Response of the Cache Creek macroinvertebrates during the first 10 years following disturbance by the 1988 Yellowstone wildfires
Minshall, G.W., Royer, T.V. and Robinson, C.T.
Canadian Journal of Fisheries and Aquatic Sciences, Vol. 58 Issue 6 pp. 1077-1088
2001
We evaluated the effects of disturbance on stream benthic macroinvertebrates at the ecological scales of time, stream size, and burn extent in six segments of Cache Creek over the first 10 postfire years. Postfire changes in macroinvertebrate taxa richness, density, and dominant taxa in the burn streams were significantly different from those in the reference stream. Chironomidae and Baetis typically comprised 40-60% of the macroinvertebrate assemblages of burned streams but only 15-18% of the assemblage in the reference site. Coefficients of variation for the 10-year period indicated that richness, density, biomass, and Baetis abundance were more variable (1.2-3.5 times higher) in the burn streams than in the reference stream and that variability in Chironomidae abundance in burn sites increased with stream size.

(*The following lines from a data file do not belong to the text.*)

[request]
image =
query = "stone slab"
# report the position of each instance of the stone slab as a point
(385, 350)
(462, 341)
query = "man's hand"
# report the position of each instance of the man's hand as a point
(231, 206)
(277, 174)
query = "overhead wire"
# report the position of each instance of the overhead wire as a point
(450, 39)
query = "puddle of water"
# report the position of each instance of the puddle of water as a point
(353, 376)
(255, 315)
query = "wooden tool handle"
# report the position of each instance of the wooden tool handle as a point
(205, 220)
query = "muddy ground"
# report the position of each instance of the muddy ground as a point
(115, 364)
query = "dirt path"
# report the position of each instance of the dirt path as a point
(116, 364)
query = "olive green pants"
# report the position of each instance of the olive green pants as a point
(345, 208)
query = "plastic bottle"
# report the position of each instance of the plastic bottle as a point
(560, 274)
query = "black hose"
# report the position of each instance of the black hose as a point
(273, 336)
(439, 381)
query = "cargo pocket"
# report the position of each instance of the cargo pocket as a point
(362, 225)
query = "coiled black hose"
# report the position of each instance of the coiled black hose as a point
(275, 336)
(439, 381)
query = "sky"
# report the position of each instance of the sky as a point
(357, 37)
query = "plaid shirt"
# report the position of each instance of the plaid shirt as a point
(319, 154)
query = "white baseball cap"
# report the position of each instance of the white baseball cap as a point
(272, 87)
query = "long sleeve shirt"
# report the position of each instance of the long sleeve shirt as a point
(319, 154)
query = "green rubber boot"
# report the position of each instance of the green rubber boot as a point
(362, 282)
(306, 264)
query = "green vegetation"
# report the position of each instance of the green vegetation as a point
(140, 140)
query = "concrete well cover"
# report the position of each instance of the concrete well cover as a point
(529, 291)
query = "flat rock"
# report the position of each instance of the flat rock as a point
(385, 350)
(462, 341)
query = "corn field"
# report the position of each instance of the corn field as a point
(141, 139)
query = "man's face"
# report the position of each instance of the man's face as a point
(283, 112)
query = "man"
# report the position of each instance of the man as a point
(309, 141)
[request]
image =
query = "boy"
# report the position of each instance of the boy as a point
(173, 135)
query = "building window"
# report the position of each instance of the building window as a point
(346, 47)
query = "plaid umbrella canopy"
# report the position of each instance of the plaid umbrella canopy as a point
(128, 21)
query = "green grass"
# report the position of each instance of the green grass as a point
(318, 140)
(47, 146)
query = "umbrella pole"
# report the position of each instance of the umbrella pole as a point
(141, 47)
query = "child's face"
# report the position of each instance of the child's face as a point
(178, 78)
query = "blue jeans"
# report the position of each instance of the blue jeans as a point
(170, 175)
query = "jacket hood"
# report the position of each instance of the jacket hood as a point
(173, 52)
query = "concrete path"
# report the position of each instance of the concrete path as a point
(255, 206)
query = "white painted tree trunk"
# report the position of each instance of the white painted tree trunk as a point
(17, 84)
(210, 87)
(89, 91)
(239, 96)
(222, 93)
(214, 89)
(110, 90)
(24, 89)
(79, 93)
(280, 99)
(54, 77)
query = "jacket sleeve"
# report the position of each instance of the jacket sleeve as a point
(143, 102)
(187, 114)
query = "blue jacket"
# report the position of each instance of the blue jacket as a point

Fire effects were not attenuated progressively with increasing stream size, probably because the proportion of the catchment burned did not decrease. However, similar-sized streams in which 68-71% of their catchments burned were more severely disturbed than those in which only 39-47% burned. Long-term effects on the macroinvertebrate community were due largely to the loss of terrestrial vegetation and increased runoff, which caused severe alterations in stream channel conditions and large-scale bedload movement.